Smarter than the average bear
PREMO Member
There's a pic floating around of two rifle rounds, one stuck in the other at about a 90 degree angle, hit the other one in flight somewhere, sometime during Galipoli.


bull.jpg
 

GURPS

INGSOC
PREMO Member
Two lucky soldiers avoided those, but how long before others arrived? Gallipoli was an absolute bloodbath, with no chance of victory, perpetuated by the arrogance and stupidness of the British idiotic commands.

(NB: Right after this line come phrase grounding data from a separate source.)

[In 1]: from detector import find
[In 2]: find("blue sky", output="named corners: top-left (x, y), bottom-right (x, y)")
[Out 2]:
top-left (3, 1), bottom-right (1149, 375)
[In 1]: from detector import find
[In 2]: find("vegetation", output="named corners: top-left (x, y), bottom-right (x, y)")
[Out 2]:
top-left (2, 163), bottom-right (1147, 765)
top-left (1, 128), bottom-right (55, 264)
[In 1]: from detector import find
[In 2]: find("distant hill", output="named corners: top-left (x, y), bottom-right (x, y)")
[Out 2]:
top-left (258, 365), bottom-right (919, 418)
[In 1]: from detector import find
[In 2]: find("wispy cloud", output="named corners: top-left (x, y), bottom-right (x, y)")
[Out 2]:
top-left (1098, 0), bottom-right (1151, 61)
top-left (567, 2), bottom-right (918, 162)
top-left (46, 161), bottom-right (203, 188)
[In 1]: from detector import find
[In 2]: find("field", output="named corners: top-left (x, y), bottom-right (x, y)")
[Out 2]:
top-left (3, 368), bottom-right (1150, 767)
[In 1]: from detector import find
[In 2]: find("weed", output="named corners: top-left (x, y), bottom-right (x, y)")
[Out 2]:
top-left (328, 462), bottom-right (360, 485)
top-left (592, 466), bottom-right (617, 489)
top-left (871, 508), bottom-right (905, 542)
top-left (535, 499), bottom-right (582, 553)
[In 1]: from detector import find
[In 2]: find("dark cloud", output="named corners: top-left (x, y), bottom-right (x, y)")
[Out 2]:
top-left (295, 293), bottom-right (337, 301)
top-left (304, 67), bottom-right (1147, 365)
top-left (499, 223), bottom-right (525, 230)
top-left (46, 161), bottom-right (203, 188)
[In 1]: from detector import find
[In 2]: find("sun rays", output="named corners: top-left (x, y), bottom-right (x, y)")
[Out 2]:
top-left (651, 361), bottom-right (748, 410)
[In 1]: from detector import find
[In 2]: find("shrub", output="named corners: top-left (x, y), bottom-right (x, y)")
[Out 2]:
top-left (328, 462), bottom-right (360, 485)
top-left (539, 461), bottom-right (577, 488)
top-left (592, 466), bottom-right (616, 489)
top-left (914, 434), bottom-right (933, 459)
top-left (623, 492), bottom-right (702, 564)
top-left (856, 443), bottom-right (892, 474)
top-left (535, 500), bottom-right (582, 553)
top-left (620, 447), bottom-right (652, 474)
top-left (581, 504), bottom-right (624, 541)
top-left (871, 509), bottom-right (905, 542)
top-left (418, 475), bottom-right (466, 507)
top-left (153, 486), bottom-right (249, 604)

with the advent of Machine Guns, mass charges were just plain stupid ...... 10,'s of thousands killed in a single battle
 

Larry Gude

Strung Out
with the advent of Machine Guns, mass charges were just plain stupid ...... 10,'s of thousands killed in a single battle

Actually, they were not stupid. The reality was that there was a state of war and the boss's knew about machine guns and rapid fire cannon with high quality, reliable ammunition and trenches. If you're a general, those are the realities you are ordered to fight. You can't go around them so, you tried to suppress them and then overwhelm a break through point and flank them. Given that leaders back home decided there will be war, that was the best they could do. At the Somme, they bombarded the line for a week, trying to find the right balance between suppression, limiting reinforcements and guess at the best moment to attack, absorb the losses and achieve the objective by a combination of suppression, movement and, yes, absorbing enough bullets to take a position and then flank.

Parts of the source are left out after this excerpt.